Au sein de la maison, éditions et librairies s’alignent pour se mettre en valeur grâce au marque-page. Ceux-ci sont disposés en une petite pile près du TPE de la caisse, pour donner envie de se servir gratuitement au passage incontournable du paiement. « Nous avons des cartons entiers remplis de marque-pages, témoigne une libraire. On en met souvent dans chaque livre, et sinon les clients les demandent. »
La librairie en reçoit également d’autres éditeurs en même temps que leurs livres. Les accessoires sont mis en avant sur un petit étalage à l’arrière de la caisse et distribués à la demande des clients.
À la librairie La Procure, rue de Mézières (Paris, VIe), un présentoir dédié est aussi installé à côté des caisses. On y retrouve des marque-pages spécifiques à La Procure ainsi que d’autres maisons comme Le Livre de Poche. « Les clients sont toujours très friands du marque-page. C’est comme une marque, on diffuse notre propre identité graphique, explique Thomas Jobbé-Duval, directeur général de la librairie. C’est à peu près 20 000 marque-pages commandés par an auprès de l’imprimeur Vit-Repro, et le tirage n’a pas baissé ces dernières années. »
Modeste en imprimerie
Malgré la crise du papier post-Covid, le marque-page ne faiblit pas en impression même s’il représente un petit pourcentage de la production. « Les commandes ne représentent pas plus de 5 % de notre activité globale, expose Grégory Pône, directeur des impressions Vit-Repro. Mais il est en constante augmentation et de retour en force depuis plusieurs années maintenant. » Pour donner un ordre d’idée, chez Vit-Repro, 10 000 marque-pages en format 5 x 16 cm coûtent 590 euros hors taxe, soit près de 6 centimes l’unité. De plus en plus de particuliers se sont aussi mis à en imprimer.

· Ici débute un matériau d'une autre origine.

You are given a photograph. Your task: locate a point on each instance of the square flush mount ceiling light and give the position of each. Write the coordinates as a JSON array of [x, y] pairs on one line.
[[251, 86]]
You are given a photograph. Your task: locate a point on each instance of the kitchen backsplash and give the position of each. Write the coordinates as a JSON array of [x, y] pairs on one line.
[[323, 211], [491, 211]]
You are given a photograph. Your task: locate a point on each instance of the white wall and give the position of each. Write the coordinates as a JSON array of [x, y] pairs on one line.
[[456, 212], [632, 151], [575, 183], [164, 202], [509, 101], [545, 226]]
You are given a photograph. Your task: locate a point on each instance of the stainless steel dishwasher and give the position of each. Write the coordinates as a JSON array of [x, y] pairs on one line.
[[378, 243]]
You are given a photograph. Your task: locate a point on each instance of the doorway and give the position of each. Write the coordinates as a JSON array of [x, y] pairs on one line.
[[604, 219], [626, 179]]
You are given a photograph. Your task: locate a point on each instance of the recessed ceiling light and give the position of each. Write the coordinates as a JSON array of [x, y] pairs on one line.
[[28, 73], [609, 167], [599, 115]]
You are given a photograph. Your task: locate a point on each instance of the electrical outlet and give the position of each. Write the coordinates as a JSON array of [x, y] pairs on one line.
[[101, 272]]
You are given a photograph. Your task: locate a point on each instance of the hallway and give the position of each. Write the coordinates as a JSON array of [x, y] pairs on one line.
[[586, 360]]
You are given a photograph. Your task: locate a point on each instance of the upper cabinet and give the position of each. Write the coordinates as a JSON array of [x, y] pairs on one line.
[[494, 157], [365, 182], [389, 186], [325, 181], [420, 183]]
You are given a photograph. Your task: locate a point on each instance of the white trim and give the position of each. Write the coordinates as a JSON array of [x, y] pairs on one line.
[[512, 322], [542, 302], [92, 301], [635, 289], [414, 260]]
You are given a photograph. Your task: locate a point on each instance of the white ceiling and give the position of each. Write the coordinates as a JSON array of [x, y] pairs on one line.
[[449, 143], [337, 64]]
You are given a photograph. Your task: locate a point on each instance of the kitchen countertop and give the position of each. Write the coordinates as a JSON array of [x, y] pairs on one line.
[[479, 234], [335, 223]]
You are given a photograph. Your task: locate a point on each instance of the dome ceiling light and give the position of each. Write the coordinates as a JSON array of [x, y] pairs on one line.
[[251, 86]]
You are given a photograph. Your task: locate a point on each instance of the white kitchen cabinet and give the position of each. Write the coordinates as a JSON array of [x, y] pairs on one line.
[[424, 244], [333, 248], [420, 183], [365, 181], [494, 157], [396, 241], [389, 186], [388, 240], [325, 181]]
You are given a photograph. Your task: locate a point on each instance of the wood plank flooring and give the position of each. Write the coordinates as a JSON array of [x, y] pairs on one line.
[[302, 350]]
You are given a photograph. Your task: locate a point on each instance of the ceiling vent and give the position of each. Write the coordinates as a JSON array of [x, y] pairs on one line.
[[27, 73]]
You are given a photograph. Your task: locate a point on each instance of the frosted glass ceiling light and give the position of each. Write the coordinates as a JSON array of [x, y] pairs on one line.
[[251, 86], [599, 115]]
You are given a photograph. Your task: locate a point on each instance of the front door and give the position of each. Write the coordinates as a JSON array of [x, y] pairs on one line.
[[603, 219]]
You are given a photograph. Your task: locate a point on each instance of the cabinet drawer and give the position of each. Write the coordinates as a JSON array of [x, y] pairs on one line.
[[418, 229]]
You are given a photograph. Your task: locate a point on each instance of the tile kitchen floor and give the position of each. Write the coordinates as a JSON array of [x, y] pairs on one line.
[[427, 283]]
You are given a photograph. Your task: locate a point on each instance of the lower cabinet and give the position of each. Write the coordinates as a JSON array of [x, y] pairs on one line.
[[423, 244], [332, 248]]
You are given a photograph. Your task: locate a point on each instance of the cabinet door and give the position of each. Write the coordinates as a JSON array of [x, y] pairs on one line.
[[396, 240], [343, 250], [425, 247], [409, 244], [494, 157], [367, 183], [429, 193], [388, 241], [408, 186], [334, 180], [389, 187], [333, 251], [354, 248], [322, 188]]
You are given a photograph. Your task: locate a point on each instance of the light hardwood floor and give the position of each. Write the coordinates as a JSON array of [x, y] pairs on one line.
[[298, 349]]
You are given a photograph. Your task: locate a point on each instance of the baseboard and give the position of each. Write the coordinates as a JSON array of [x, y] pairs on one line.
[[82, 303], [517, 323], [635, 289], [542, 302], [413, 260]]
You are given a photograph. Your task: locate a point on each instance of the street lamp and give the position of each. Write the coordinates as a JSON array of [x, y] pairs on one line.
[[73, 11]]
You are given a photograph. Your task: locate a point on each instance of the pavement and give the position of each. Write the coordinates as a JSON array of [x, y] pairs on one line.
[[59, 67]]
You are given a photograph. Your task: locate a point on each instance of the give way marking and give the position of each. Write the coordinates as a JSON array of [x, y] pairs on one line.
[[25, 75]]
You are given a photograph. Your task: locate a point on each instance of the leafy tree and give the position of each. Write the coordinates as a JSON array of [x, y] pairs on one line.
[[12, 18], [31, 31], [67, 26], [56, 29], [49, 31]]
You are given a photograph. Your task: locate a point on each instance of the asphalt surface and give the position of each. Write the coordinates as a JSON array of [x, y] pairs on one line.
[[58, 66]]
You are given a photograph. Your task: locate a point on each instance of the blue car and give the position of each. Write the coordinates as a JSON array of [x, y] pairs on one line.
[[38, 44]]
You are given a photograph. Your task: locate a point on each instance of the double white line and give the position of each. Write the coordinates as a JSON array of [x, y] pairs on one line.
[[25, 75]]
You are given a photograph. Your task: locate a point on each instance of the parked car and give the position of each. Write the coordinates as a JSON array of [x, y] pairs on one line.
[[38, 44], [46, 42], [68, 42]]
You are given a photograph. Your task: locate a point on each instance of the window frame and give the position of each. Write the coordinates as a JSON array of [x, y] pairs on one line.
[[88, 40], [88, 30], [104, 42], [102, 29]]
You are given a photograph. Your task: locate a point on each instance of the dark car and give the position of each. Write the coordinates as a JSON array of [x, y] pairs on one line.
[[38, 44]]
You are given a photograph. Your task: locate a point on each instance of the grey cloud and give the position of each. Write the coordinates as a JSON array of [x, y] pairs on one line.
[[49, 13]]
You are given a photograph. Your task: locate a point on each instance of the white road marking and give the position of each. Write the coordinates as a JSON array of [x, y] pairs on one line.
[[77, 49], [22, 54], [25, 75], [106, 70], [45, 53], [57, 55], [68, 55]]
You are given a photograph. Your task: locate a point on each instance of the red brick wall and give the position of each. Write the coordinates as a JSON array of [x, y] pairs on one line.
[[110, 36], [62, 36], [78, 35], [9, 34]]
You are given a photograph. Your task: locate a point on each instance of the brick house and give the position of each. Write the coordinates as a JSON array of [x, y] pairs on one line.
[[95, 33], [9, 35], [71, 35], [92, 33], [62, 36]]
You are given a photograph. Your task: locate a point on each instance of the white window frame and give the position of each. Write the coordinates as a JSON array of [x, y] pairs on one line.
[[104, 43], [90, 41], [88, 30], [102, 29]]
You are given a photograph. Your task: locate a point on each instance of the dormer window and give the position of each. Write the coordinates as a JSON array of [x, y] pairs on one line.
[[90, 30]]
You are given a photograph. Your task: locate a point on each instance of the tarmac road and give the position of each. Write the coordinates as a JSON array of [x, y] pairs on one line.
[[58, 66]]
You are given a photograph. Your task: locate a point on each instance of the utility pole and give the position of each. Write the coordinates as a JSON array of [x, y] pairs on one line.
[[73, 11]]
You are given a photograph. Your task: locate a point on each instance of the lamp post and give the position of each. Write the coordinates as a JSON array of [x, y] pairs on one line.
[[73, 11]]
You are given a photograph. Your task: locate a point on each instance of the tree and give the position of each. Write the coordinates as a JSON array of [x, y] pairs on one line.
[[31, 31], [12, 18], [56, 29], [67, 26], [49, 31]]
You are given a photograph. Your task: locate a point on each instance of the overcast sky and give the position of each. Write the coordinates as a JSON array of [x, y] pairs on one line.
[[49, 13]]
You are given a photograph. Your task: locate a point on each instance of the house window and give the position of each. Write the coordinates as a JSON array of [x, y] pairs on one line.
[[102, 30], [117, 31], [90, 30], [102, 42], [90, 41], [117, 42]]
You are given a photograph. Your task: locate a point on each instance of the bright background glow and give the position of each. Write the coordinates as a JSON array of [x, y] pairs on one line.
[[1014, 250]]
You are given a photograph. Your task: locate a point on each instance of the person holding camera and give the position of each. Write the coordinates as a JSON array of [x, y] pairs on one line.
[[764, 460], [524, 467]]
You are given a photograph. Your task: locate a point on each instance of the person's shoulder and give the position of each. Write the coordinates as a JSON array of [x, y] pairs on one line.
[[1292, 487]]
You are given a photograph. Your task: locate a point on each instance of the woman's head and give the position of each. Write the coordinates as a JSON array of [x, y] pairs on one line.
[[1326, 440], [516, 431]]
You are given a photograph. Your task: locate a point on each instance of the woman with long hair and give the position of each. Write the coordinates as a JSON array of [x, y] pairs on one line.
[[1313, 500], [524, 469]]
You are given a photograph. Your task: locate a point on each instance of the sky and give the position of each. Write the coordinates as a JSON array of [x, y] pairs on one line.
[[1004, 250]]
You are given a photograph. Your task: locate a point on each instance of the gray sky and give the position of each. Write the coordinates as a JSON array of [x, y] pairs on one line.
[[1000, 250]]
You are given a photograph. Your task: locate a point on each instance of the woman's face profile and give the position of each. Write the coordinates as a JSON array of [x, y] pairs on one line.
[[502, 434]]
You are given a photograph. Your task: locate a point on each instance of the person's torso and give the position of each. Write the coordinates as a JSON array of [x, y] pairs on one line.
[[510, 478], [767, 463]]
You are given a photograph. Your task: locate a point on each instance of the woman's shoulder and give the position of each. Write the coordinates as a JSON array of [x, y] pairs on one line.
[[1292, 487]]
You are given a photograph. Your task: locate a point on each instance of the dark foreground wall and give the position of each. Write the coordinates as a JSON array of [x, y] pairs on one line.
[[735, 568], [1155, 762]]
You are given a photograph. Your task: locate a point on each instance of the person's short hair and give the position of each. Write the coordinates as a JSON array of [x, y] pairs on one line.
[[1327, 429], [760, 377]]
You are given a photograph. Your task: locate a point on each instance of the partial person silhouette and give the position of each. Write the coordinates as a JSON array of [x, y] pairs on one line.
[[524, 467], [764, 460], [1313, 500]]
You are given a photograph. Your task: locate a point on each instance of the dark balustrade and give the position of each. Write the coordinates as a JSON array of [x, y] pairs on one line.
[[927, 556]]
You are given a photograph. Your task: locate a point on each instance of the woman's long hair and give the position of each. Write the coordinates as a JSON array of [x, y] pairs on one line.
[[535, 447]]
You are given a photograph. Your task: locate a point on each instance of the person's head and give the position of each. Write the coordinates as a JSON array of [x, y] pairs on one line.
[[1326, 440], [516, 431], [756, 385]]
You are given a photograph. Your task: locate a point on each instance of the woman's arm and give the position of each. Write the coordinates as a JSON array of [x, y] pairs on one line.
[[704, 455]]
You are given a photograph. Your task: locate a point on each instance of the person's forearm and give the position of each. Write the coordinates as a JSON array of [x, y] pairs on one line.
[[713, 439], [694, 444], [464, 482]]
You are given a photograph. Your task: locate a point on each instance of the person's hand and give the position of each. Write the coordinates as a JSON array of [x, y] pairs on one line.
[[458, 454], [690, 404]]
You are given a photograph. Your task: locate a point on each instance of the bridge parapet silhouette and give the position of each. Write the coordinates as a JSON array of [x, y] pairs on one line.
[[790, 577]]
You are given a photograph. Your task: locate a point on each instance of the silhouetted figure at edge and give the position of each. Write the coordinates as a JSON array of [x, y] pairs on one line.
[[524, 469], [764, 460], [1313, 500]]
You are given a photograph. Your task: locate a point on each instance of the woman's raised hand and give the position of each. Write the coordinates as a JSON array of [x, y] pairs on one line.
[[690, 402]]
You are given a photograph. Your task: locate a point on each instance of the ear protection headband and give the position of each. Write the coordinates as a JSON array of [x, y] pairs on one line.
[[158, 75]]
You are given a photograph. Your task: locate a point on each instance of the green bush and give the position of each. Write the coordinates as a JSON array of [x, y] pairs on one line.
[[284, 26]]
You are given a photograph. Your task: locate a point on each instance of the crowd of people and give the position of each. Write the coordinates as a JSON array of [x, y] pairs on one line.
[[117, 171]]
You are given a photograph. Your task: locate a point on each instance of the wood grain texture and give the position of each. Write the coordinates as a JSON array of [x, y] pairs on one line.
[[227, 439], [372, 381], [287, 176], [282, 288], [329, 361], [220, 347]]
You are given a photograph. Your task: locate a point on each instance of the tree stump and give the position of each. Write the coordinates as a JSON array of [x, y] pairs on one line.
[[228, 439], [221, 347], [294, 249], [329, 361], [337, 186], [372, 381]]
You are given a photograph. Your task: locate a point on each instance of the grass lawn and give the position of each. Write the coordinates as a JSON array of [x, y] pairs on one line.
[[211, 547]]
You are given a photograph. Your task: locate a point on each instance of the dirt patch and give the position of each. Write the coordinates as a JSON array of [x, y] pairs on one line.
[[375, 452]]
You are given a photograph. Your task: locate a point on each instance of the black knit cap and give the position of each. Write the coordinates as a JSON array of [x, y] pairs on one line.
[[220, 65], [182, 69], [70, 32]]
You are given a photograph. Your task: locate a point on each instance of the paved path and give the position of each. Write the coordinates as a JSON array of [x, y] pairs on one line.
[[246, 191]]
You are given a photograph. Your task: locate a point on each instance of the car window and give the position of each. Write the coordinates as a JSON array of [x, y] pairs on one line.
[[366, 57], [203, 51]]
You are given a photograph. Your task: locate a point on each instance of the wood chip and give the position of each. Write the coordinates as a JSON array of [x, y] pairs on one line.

Les commandes passées à Grégory Pône sont de tous types et et viennent de tous horizons car il n’existe pas d’imprimeurs exclusifs au marque-page, le secteur étant bien trop niche. Mais certains n’évoluent que dans le livre comme l’imprimerie Floch, spécialisée dans l’impression de romans et de littérature générale. Située en Mayenne et en activité depuis 1929, elle travaille avec un grand nombre d’acteurs de l’édition comme Gallimard, Hachette, Albin Michel, Média Participations, Actes Sud ou encore Editis et Héloïse d’Ormesson justement.
« Le marque-page représente une très très petite part du chiffre d’affaires, présente Rosabelle Cornier, cheffe de fabrication chez Floch. Les commandes sont très aléatoires selon les petits ou gros auteurs, et selon les tirages. Il peut y avoir une demande pour un tirage principal mais pas pour les réimpressions. »
Le marque-page, accessoire littéraire qui n’a jamais vieilli, est donc toujours prisé et gratuit. Une bonne santé qui en fait aujourd’hui une excellente carte de visite pour le monde du livre.